First time setup - get the code

From the command line:

  git clone --recursive https://github.com/Noura/laughter-properties
  cd laughter-properties
  touch laughter_detection/__init__.py
  touch pywebrtcvad/__init__.py

First time setup - Set up VLC to convert to WAV

You need to make sure all the audio files you want to process are in .wav format, mono, sample rate at 8000, 16000, or 32000, and sample width 2. If you need to convert the audio files to this format, you can use VLC, which you can download for free from here.

In VLC, go to File -> Convert/Stream

Under Choose Profile, choose Custom from the dropdown then press the button Customize...

In the popup menu, under Encapsulation choose WAV under Audio codec choose Codec: WAV, Channels: 1, Samplerate: 8000

Click Save as new Profile..., I suggest naming it something descriptive like wav mono sr8000.

Now every time you want to convert a file you can choose this profile.

Every time usage

Convert files to .wav format

Make sure all the audio files to .wav format.
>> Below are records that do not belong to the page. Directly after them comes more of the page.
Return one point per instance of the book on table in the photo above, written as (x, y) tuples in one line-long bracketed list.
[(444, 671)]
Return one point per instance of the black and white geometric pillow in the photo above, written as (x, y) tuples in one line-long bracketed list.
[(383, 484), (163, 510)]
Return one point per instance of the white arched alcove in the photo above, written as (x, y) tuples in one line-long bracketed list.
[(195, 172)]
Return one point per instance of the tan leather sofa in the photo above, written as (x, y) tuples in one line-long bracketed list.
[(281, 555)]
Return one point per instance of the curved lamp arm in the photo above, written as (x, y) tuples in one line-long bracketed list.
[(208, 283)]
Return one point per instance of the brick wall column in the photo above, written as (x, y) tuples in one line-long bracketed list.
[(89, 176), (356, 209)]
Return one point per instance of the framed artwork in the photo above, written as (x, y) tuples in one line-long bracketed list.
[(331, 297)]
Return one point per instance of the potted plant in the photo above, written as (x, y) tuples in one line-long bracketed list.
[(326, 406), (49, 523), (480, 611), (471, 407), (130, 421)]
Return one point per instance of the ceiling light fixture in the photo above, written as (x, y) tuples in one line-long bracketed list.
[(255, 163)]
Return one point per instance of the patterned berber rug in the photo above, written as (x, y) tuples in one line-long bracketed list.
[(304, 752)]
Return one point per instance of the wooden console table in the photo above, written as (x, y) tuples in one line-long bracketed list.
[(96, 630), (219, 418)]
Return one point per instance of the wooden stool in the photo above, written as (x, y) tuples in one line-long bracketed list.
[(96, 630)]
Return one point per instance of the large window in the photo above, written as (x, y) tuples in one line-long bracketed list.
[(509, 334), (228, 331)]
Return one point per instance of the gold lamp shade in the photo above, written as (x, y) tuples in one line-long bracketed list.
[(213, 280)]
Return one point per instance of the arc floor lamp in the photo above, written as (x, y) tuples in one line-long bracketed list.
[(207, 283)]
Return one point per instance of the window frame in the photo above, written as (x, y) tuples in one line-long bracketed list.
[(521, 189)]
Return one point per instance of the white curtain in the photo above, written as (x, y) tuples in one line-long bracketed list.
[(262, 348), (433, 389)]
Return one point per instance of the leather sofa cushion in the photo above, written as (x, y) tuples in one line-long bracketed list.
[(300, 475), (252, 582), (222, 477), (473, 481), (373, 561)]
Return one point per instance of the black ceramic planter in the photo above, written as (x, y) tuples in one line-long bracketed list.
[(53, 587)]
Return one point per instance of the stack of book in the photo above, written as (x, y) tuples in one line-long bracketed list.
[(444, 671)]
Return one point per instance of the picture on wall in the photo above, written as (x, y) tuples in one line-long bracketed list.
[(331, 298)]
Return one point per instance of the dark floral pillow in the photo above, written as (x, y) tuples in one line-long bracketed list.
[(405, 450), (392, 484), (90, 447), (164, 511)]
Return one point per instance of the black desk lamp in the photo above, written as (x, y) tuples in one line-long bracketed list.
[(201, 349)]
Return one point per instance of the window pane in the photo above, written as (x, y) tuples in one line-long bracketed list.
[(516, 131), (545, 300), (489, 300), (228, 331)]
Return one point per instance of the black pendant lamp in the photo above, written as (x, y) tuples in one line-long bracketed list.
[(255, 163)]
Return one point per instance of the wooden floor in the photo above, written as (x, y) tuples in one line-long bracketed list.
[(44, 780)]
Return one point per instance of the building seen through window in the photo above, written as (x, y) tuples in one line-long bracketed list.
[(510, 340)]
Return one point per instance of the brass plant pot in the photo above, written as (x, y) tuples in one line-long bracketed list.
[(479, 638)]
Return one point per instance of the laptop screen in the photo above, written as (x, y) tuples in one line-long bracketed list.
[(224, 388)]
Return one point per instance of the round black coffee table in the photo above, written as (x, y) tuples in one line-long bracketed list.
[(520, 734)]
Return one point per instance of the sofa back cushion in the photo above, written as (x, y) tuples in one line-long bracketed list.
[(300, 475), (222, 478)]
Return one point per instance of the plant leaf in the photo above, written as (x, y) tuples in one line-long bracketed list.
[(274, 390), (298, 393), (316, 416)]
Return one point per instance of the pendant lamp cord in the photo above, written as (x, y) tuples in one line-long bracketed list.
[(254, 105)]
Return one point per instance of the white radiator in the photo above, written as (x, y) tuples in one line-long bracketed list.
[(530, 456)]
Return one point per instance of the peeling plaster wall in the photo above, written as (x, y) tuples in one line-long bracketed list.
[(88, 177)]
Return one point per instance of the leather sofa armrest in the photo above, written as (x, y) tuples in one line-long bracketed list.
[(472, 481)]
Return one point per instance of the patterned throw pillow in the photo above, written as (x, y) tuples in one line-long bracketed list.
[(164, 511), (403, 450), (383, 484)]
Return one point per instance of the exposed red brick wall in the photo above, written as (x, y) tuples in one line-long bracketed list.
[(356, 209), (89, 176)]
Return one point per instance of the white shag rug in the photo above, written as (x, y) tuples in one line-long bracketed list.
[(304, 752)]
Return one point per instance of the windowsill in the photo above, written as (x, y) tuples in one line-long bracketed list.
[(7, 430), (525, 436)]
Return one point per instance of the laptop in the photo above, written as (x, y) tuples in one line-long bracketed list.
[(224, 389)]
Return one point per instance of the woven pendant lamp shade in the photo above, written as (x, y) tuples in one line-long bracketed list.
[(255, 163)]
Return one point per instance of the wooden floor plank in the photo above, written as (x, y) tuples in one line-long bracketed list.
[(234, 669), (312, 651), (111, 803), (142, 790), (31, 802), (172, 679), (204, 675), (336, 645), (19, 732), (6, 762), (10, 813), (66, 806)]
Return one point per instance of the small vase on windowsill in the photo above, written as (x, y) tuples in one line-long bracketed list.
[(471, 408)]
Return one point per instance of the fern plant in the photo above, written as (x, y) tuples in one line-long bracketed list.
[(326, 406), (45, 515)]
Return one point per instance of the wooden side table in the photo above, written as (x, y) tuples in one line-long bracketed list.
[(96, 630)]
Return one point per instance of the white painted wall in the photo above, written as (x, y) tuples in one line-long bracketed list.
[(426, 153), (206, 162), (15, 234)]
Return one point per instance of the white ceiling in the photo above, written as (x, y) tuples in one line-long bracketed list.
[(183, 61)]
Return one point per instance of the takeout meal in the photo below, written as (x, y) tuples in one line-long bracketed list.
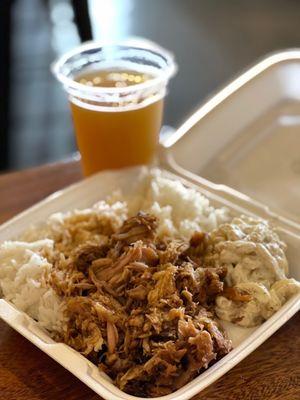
[(140, 285)]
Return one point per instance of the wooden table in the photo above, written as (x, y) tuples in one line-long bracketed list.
[(271, 372)]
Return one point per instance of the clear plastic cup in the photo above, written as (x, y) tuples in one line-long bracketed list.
[(116, 126)]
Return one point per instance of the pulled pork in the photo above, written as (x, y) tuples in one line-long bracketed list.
[(142, 308)]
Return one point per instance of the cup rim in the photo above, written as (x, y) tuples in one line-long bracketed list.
[(140, 43)]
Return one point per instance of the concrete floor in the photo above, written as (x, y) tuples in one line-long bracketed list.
[(213, 40)]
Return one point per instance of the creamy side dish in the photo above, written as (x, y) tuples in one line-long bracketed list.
[(256, 266), (137, 285)]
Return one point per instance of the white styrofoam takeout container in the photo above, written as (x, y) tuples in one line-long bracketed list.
[(247, 103)]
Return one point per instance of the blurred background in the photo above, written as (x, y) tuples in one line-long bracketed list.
[(213, 40)]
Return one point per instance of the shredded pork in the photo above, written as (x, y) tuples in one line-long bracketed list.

If needed you can conver them with VLC.

Launch VLC, go to File -> Convert/Stream.

Add the audio file you want to convert.

Under Choose Profile, choose wav mono sr8000 or whatever you named your custom profile.

Choose an output destination and name for the .wav file.

Organize the files

Put all the .wav files that you want to have processed together in the same folder. We'll refer to this folder as input_directory

Run the script

Launch a terminal session in the folder laughter-properties

From the command line:

  python process_laughs.py <dir> <threshold> <aggressivness>

Where input_directory is the absolute path of the folder containing the .wav files, and your results will go here too

<threshold> adjusts the minimum probability threshold for classifying a frame as laughter. The default is 0.5, but you can experiment with settings between 0 and 1 to see what works best for your data. Lower threshold values may give more false positives but may also recover a higher percentage of laughs from your file. (quoted from detection/README.md)

<aggressiveness> parameter adjusts the voice extraction. It is an integer between 0 and 3. 0 is the least aggressive about filtering out non-speech, 3 is the most aggressive. (quoted from pywebrtcvad/README.rst)

View the results

Navigate to input_directory and open results.txt

"relative loudness" is roughly the loudness of the laughter snippet divided by the average loudness of the whole audio recording. So, this tries to take care of the differences in overall loudness of different audio recordings.